There is no blueprint without a beginning.
There can be no beginning without a careful study of a blueprint.
That’s where the Toronto Raptors are right now. They have a blueprint. As of last night’s win over New Jersey, they have their beginning.
This was a different kind of end of season. No one said the club was better than their record. No one is kidding themselves about a quick entry into the league elite. The club finished 23-43.
But everyone believed that a blueprint exists. To quote that noted hoopster Winston Churchill, this is not the beginning of the end but rather the end of the beginning.
“We need to keep building,” said shooting guard DeMar DeRozan. “The improvements on the defensive end are obvious.”
“To go from a team that was basically at the bottom of every area defensively, I went with my gut and my teaching and it came through,” said coach Duane Casey. “I learned that about myself… to go with my gut in these situations.”
His instincts were rewarded. The Raptors announced they had added another year to Casey’s contract. The deal will carry him through the 2013-2014 season.
From day one, Casey delivered precisely what he said he would, a fanatical attention to defence that turned one of the league’s softest teams into a team that competes, often ferociously, when defending.
Those improvements are rendered concrete with a glance at the NBA stats. The Raptors were 9th best in points allowed per game with 94. Their opponents’ field goal percentage of .435 was also ninth.
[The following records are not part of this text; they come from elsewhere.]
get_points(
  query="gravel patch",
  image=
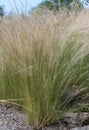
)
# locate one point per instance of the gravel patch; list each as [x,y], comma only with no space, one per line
[10,119]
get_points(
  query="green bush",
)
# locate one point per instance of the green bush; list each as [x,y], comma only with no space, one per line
[45,64]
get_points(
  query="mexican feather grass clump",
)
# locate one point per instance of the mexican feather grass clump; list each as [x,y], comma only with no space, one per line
[44,63]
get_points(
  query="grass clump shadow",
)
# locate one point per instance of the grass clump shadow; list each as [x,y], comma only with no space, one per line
[44,64]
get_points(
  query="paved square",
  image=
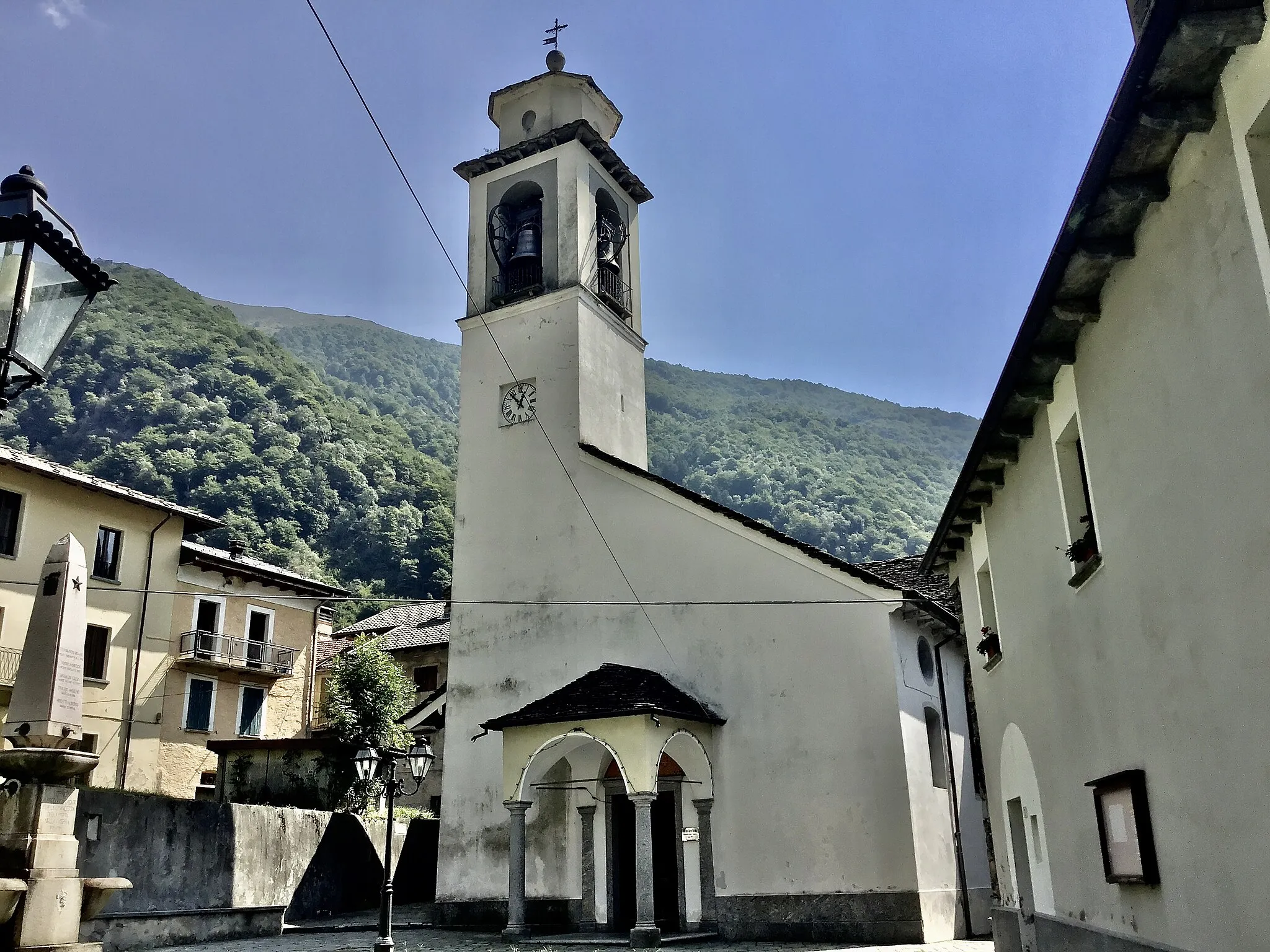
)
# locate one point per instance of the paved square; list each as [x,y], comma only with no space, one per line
[455,941]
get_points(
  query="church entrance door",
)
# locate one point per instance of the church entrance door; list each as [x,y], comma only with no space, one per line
[666,875]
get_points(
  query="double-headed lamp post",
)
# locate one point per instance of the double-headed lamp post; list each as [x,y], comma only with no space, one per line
[368,762]
[46,282]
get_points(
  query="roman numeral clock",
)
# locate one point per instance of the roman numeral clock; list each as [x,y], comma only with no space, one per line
[520,403]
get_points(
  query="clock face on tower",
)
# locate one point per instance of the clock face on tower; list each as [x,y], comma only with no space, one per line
[518,403]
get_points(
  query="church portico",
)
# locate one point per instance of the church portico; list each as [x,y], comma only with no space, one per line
[633,764]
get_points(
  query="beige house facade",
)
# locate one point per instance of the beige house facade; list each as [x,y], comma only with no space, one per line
[144,593]
[1108,532]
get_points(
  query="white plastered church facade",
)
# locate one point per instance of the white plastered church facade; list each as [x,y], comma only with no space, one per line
[642,762]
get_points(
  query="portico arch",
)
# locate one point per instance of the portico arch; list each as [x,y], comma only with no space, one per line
[629,719]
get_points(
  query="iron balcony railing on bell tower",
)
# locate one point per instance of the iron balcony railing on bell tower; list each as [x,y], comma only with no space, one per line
[609,286]
[517,280]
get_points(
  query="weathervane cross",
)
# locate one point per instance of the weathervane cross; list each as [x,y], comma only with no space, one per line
[554,40]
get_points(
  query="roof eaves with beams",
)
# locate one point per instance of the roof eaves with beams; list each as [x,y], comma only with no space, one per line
[864,573]
[195,519]
[1165,94]
[255,570]
[578,130]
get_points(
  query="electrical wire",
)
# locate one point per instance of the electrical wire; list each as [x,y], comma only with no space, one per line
[481,314]
[619,603]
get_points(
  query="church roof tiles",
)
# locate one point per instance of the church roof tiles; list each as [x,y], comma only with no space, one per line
[933,596]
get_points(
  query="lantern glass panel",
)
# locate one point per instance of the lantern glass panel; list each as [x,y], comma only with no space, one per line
[11,267]
[365,762]
[54,301]
[419,759]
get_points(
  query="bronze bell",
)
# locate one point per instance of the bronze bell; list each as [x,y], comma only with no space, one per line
[526,244]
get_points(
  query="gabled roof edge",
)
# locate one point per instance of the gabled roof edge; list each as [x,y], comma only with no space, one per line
[938,612]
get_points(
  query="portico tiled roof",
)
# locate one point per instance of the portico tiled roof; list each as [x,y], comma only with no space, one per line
[610,691]
[1166,93]
[195,519]
[907,573]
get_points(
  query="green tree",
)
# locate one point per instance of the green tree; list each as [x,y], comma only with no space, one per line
[366,695]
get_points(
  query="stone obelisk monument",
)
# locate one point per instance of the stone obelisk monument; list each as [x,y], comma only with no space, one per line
[38,848]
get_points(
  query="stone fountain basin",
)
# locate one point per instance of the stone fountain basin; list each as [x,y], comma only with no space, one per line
[45,764]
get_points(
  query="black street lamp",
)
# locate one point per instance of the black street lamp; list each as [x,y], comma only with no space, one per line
[46,282]
[419,759]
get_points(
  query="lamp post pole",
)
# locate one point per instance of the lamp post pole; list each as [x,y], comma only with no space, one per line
[384,943]
[419,759]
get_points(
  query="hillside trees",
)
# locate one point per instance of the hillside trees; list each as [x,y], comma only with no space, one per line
[168,394]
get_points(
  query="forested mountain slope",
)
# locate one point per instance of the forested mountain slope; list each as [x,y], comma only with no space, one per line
[860,478]
[169,394]
[329,446]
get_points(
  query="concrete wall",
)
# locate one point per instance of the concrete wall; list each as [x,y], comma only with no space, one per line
[190,856]
[1158,660]
[929,804]
[50,509]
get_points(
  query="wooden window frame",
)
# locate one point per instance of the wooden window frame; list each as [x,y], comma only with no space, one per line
[211,711]
[17,522]
[106,654]
[1135,783]
[238,715]
[118,553]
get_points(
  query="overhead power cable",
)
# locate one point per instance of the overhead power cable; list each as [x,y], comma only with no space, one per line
[676,603]
[479,312]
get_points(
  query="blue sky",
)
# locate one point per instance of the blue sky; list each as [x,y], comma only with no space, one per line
[859,193]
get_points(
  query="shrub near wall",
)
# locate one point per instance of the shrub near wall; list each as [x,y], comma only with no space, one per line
[207,857]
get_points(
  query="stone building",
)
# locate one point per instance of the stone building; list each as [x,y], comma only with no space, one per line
[163,672]
[1108,534]
[681,719]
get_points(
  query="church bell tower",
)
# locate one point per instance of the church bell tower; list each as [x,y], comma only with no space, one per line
[551,340]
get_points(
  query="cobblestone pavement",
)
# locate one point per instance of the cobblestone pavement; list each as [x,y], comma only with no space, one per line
[448,941]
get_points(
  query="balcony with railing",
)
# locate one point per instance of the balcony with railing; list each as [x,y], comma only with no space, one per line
[213,650]
[615,293]
[9,660]
[518,280]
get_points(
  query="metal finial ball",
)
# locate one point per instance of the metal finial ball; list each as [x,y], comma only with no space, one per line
[24,180]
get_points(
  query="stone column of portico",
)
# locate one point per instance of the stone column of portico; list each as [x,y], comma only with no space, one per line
[646,935]
[587,923]
[705,851]
[516,927]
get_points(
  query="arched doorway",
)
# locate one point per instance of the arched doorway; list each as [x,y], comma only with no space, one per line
[668,880]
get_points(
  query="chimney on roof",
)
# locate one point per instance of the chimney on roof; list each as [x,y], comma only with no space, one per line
[1139,13]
A year before the Raptors surrendered 105.4 per contest, fifth worst in the NBA. Only one team in 2010-2011 had an opponent’s field goal percentage worse than the Raptors figure of .482.
“Statistically, defensively we were off the charts in terms of what we accomplished,” Casey said. “Offensively we didn’t get there.”
Any progress in the standings was undone by the team’s difficulty in scoring. The Raptors offence fell to 90.7 a game from 99.1. Much of that could be attributable to the loss of 20-point a night contributor Andrea Bargnani to a leg injury for more than half the season, but no one doubted recalibrating a team’s emphasis from run-and-gun to grab-and-grunt wouldn’t result in a dip in offence.
“We’re really growing,” said point guard Jose Calderon. “We are just one step short of where we wanted to be.”
Now that young players such as DeRozan, Amir Johnson, Ed Davis and James Johnson have been indoctrinated, Casey will spend more time refining and less time reinventing. He will be gifted with a few new weapons. Lithuanian pivot Jonas Valanciunas will arrive next season after an excellent European campaign. The Raptors are also contestants in the draft lottery and will enter the lottery with the seventh or eighth best odds to win. GM Bryan Colangelo has been open in his desire for a free agent who could help, particularly at small forward.
The combination left the players upbeat.
“You can’t be enthusiastic about not making the playoffs but Coach Casey has changed the culture and we are doing things that are very good,” Bargnani said.
The seven-foot Italian was on his way to his best season when he was knocked out of the lineup for 26 games with a left calf strain. His defence had improved markedly but Bargnani was shut down for the last seven games of the season when the injury returned.
DeRozan at times struggled with the confines of Casey’s system but came out of the season with an average of 16.7 points a games and a dramatic uptick in his defensive play. Just 22, DeRozan had no real experience in a system that emphasized defence. By the last legs of the season DeRozan was consistently asserting his will.
“I thought we saw tremendous growth from DeMar,” Casey said.
“He’s learning how to read situations, how to get to the basket when the team needs him to,” Calderon said of DeRozan. “I think he’s just growing as a player.”
Likewise, Calderon delivered one of his best seasons in a defensive scheme that gave him more help. He finished the campaign averaging 10.5 points and 8.8 assists, comfortably above his career average. Colangelo said Calderon, frequently the topic of rumors as a possible target with the team’s amnesty clause, looked much more confident embedded in Casey’s defensive scheme.
“I thought Jose was a much more effective defender” Colangelo said. “There were far fewer blow-bys.”
Calderon led the league in assists-to-turnover ratio with 4.50,12 percentage points better than the Clippers Chris Paul and continued to exert a calming influence in the dressing room. The chances of an amnesty seem more remote than ever.
“There is tremendous value on this team for Jose Calderon,” Colangelo said.
James Johnson delivered a tantalizing skills set. He led the team in both blocks and steals (a first for a Raptors player), but his offence remains a work in progress. Johnson finished with nine points a game.
Ed Davis’ wonky jump shot continued to bite into his offensive production. If you throw out his 24-point effort in the season finale against New Jersey, Davis didn’t score more than 13 points in any game this season. Davis’ rebounding numbers were a different story and reached double figures in rebounding 16 times.
A better offence, built around better shooting, especially from distance, will be the Raptors’ greatest need. The team was 20th in three-pointers made.